A couple years ago, there was a scandal at leading Peer-to-Peer (P2P) lending platform Lending Club(Referral link, if you read this post and still think it might be worth it for your investment portfolio). I won’t go into any more details here, but this news was the final straw for me as I had already been contemplating my exit from P2P loans.
My P2P experiment began in April 2015 with a desire to invest some money that is not directly correlated with the Stock Market. For those of you who are unaware, P2P loans are made by groups of investors, each contributing $25-50 each, and the borrower pays back the loan with interest. Investors reduce their risk by investing across dozens or hundreds of loans, and can decide to take the profits as they come in, or reinvest the proceeds into new loans, similar to Dividend Reinvestment plans. The idea is that your money grows more money; rinse and repeat.
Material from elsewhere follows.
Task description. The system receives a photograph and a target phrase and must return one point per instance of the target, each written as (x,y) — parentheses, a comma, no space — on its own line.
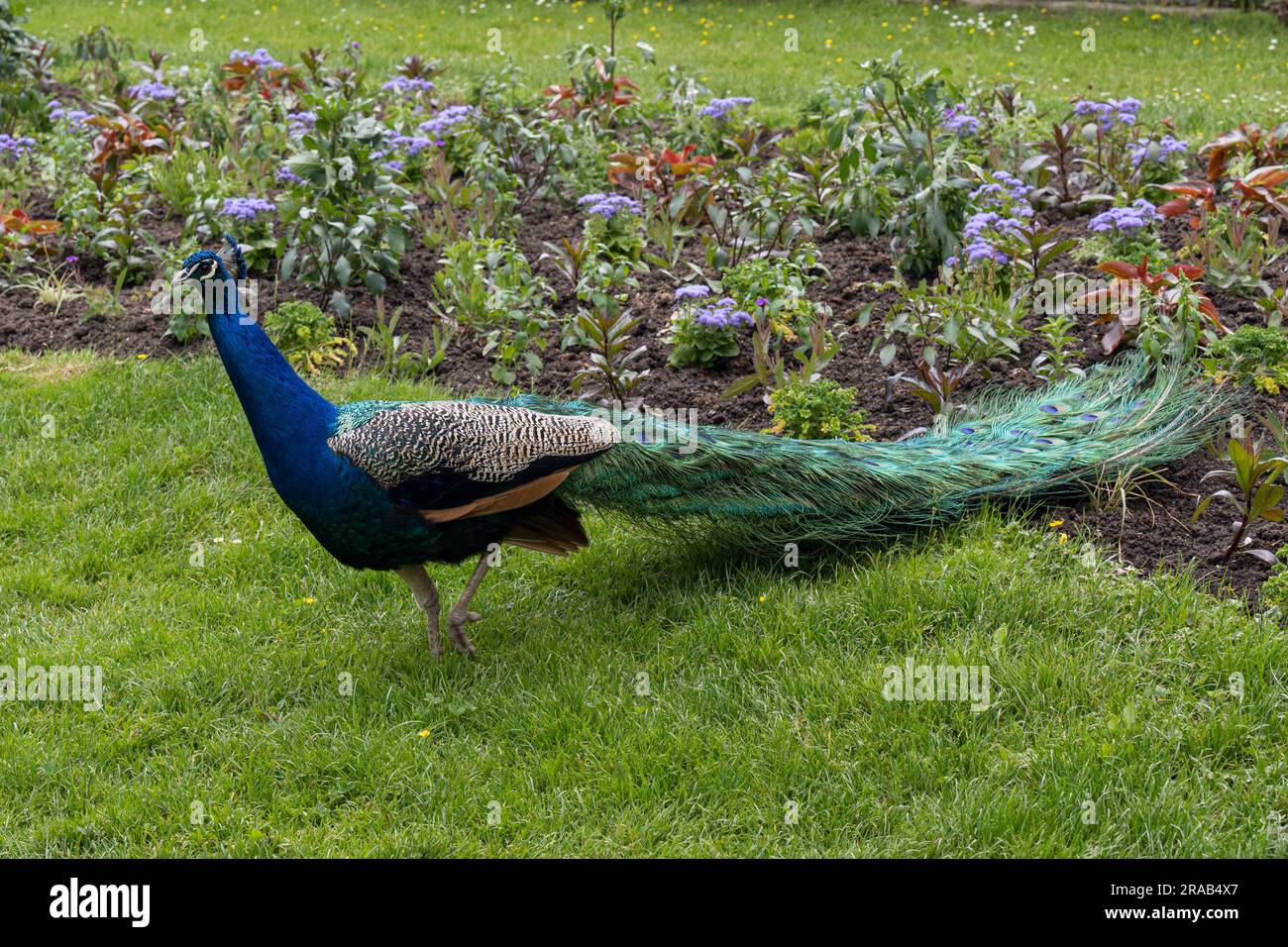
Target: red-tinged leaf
(1270,175)
(1173,208)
So that’s why I invested with Lending Club, and I have had 366 loans in the past 3 years. Unfortunately, I have already had 70 loans “charged off” which means the borrower defaulted on the loan and Lending Club was unable to collect any payments for a period of about 4 months, so they and their “advanced collectors” deemed the loan unrecoverable. I also have 4 loans that are 31-120 days late, so many of those will also default soon.
Some of my individual loans have been paid back early, in their entirety. 132 of those loans, to be exact. Most are still making steady monthly payments and progressing as expected towards $0 balance. But I have been disappointed and pissed off by a few that have taken out a new loan (up to $40,000 is now allowed) and summarily filed for Chapter 13 Bankruptcy. Others have taken out new loans to purchase expensive cars, and never made a single payment or only attempted to make a few before giving up.
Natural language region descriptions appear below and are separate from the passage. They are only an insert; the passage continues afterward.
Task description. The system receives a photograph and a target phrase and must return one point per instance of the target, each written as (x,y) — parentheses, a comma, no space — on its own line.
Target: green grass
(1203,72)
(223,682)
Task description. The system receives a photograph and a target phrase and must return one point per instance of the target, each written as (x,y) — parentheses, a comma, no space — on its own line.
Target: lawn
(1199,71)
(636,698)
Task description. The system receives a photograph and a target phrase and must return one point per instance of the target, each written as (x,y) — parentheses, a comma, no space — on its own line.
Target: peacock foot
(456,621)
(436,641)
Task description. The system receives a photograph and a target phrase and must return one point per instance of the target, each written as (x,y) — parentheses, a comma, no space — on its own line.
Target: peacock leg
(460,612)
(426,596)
P2P loans are unsecured (no collateral provided), so it is possible to lose your entire investment ($25 at a time). Lending Club advertises that no investor with at least 100 loans (minimum $2500 invested) has had a negative return, so the bad is outweighed by the good.
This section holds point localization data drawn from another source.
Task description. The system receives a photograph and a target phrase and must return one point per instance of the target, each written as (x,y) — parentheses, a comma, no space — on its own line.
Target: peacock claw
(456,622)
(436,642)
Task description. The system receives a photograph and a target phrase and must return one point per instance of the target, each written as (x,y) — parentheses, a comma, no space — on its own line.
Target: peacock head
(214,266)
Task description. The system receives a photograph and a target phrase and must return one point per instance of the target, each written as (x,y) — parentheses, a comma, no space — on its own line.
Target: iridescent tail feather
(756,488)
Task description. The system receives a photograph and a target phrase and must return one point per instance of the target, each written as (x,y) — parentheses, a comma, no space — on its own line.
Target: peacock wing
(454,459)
In the personal finance blogosphere, it is easy to get wrapped up in the idea that everyone is working to make progress on their debt goals, investment goals, and retire financially free. But the real world is still full of people making a lot of money mistakes and/or downright awful people looking to take advantage of the opportunity for an unsecured loan that they can decide to never pay back. I have made loans to people who make more money in a year than I make in 10 years, and they defaulted. I guess lifestyle inflation can really catch up to people, even those making a half-million dollars a year.
Not factoring in adjustments for loans that are late or on their way to default, I’ve earned about 1.52% on an annualized basis, which is not great (barely above my risk-free 1.5% interest in my savings account at Discover). But if I click the toggle button, it shows an adjustment down to 0.92% currently. Lending Club has data on historical losses from each category, such as loans in the Grace Period are likely to experience loss 28% of the time, versus late 31-120 days are likely to experience loss 74% of the time.
Due to these factors, I have begun withdrawing the principal and interest being paid on a weekly basis. I would rather work on paying a little extra on my mortgage than to continue investing in P2P loans with a chance of losing my entire investment into any individual loan.